With recent research revealing that 85% of Aussies would like to improve their eating habits, salmon is a convenient and versatile way to switch up your diet with a nutrition-packed alternative to other frequently used proteins.
Tassal salmon is one of the best sources of omega-3, an essential fatty acid containing DHA and EPA that cannot be produced by the body itself. Here’s a delicious recipe to pack your next meal with vitamin D, E, a range of B group vitamins and antioxidants!
Ingredients (serves 2)
- 2 portions (approx. 260g) Tassal salmon fillets, skin-off, cut into 4cm cubes
- ½ tbsp coconut oil
- 2 tbsp green curry paste
- 1 lemongrass stalk, bruised, (optional)
- 270ml coconut milk
- 75ml boiling water
- 300g green beans, trimmed
- 200g sugar snap peas
- 1 bunch broccolini, cut into 4cm pieces
- 1 tsp fish sauce
- 1 lime, juiced
- 1 cup steamed jasmine rice
- ¼ cup fresh coriander leaves
- 1 green chilli, thinly sliced (optional)
- lime wedges to serve
Method
- Heat the oil in a large frying pan on a medium-high heat. Add the lemongrass and curry paste, stir-fry for 2 minutes until fragrant.

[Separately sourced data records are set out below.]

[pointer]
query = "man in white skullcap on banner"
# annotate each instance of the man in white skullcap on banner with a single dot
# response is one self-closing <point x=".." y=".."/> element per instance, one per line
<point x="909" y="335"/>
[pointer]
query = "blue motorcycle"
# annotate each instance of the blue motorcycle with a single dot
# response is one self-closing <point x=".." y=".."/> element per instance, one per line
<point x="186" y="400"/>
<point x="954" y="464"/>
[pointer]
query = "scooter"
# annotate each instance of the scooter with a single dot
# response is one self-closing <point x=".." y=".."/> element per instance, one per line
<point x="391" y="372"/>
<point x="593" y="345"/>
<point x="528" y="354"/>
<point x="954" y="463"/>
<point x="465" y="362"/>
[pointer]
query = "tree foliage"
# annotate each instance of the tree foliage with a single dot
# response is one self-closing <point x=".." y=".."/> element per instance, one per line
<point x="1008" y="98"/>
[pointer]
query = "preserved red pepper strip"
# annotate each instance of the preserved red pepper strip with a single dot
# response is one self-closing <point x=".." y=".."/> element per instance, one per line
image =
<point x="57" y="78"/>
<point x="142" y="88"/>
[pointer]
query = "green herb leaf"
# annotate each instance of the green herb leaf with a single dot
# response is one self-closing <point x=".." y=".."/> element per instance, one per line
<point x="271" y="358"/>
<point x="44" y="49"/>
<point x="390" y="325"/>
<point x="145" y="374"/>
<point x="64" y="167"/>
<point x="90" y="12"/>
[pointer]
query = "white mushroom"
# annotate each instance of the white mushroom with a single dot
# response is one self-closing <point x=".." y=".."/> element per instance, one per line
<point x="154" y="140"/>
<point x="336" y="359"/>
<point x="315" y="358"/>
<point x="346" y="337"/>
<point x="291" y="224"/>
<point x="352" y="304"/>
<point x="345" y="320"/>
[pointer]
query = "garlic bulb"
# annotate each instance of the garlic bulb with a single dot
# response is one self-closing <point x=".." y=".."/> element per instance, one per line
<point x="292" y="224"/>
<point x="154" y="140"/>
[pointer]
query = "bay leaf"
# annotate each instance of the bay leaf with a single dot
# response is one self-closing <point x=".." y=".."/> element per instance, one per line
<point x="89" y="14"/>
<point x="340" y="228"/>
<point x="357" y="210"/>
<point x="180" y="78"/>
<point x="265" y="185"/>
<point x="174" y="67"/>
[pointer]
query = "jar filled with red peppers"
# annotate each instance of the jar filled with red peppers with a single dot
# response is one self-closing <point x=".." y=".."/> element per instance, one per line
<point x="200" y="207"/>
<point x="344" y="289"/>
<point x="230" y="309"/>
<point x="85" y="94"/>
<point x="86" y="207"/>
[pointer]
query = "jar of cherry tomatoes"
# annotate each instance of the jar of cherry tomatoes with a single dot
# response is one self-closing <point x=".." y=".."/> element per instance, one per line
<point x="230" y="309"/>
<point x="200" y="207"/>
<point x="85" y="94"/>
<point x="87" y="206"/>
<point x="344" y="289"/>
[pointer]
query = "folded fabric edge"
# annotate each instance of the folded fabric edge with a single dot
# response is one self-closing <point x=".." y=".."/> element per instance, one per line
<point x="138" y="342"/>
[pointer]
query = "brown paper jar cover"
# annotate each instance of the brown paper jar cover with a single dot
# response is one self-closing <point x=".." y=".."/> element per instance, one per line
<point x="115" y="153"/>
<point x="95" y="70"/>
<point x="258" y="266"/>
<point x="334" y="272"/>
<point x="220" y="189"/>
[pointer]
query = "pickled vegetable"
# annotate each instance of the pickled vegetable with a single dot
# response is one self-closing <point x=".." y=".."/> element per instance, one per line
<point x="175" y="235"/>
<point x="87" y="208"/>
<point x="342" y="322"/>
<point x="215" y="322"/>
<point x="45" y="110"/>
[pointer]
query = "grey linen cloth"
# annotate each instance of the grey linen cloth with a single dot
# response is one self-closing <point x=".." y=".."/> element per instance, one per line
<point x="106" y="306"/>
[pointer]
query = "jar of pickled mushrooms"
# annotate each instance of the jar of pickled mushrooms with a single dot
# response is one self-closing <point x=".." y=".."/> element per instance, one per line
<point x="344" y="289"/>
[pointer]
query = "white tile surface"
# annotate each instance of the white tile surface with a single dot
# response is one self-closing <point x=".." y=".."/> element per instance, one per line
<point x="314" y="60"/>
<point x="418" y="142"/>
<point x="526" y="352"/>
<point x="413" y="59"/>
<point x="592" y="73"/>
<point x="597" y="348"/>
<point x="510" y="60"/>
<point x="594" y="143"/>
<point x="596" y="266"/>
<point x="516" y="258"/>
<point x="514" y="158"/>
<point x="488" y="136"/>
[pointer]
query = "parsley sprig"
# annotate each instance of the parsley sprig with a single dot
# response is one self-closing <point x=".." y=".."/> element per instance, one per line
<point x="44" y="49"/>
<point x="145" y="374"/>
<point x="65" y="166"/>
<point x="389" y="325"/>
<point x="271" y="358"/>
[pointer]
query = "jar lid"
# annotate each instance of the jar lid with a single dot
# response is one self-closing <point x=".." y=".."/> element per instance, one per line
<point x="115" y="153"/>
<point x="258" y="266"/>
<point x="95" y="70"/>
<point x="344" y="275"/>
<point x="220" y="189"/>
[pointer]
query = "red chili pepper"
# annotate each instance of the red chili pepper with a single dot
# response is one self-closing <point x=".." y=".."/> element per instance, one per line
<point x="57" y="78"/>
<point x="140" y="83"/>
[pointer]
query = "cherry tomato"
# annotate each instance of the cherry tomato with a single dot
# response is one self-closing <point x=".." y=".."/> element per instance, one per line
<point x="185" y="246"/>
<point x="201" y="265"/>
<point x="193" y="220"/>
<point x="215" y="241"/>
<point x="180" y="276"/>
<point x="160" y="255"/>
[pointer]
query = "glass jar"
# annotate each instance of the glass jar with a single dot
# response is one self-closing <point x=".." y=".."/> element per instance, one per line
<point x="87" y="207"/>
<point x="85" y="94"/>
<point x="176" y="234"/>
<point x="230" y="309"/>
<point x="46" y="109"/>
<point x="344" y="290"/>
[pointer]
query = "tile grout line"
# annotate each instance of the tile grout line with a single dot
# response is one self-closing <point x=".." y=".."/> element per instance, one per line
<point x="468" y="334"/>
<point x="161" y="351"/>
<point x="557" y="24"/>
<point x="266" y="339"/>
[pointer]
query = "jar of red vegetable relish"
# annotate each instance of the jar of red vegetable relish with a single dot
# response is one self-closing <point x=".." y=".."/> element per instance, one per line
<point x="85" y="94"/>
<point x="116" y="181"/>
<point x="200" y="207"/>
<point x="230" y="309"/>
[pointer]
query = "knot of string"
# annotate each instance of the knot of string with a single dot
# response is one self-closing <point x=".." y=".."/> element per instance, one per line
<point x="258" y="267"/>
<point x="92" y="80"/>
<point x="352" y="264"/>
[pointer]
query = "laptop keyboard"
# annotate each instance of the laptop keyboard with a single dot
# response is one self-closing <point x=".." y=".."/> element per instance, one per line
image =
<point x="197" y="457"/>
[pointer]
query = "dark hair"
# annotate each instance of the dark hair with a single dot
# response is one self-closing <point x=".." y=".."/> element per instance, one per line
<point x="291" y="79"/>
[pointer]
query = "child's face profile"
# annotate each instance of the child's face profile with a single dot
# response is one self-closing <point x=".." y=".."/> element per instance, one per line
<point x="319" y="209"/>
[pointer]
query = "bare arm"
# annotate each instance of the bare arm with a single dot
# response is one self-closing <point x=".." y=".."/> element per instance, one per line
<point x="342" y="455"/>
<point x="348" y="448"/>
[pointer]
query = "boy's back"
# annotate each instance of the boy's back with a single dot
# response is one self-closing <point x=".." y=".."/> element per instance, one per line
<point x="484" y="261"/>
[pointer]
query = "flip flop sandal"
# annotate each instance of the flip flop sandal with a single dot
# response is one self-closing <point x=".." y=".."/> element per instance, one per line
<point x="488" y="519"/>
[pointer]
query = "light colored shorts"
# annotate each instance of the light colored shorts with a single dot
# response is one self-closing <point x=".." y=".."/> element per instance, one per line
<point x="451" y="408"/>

- Stir in the coconut milk and boiling water. Bring to a simmer and cook for 10 minutes.
- Add beans, broccolini and peas. Cook for 5 minutes.
- Stir in the fish sauce and lime juice. Carefully add the salmon, cover and cook for 4 minutes until the fish is just cooked and the vegetables are tender.
- Discard the lemongrass stalk and serve with rice. Top with sliced green chilli, coriander and lime wedges.